Харизмо наполнил свою собственную тарелку китайского фарфора и некоторое время увлеченно и сосредоточенно наслаждался угощением, сопровождая каждый глоток довольным урчанием. Наконец он откинулся назад и, поднеся ко рту свой кружевной платок, рыгнул в него с такой силой, что легкая ткань затрепетала.
– Итак, о чем же мы беседовали? Ах да, об испытаниях, выпавших на долю Тайбора… но хватит об этом. Не то ты сочтешь меня ужасным невежей. Мы же здесь для того, чтобы поговорить о тебе. Духи заверили меня, что твоя жизнь была полна удивительных событий. Давай же для начала поговорим о твоих необычных глазах.
Харизмо взялся пальцами за виски.
– Духи сообщают мне, что такое состояние называется анизокория
[25] и что оно часто возникает в результате травмы, хотя может и передаваться по наследству.
Тайбор внезапно с исключительным вниманием наклонился вперед, так что стали видны крошки сахара на его губах.
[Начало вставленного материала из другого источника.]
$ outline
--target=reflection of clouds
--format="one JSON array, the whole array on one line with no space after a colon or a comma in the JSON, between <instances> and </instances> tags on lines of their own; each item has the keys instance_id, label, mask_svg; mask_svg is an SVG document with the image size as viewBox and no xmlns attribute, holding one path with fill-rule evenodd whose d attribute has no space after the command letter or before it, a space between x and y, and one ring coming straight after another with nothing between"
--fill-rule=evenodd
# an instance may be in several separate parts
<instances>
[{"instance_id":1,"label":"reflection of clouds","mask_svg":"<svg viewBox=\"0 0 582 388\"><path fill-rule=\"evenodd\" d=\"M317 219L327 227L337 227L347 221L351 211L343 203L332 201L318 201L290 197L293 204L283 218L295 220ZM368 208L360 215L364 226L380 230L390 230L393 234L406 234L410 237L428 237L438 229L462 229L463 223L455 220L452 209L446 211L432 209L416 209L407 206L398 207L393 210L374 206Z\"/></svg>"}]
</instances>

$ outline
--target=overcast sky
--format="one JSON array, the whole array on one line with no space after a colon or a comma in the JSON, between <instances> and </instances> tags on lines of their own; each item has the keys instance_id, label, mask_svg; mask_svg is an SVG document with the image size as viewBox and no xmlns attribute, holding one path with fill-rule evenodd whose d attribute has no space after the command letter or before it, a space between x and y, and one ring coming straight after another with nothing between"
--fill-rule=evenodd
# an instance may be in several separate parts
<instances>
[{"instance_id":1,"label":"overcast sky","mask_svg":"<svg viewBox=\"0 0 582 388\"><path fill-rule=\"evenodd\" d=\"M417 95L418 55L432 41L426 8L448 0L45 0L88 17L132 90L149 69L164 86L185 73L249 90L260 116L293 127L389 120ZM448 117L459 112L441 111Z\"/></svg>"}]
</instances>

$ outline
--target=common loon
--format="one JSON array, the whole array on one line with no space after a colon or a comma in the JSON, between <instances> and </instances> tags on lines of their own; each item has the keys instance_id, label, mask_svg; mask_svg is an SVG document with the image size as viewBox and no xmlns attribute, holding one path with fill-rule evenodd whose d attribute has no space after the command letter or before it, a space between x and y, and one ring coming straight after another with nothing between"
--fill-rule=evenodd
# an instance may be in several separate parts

– Можешь вспомнить, мой дорогой мальчик? Можешь вспомнить своих родителей? Была у них анизокория?
Райли хлебнул чая.
– Я точно не помню, сэр. Иногда мне что-то снится, или случается нечто вроде видений… Я был очень мал, когда мои родители умерли. Точнее, были убиты. Человеком по имени Гаррик. И сейчас он гонится и за мной тоже.
Харизмо с испуганным видом прижал платок к губам.
– Quelle horreur
[26]! Ты сказал – убиты? Но это же ужасно, совершенно ужасно. Не бойся, мой мальчик, – прибавил он, – здесь ты в полной безопасности.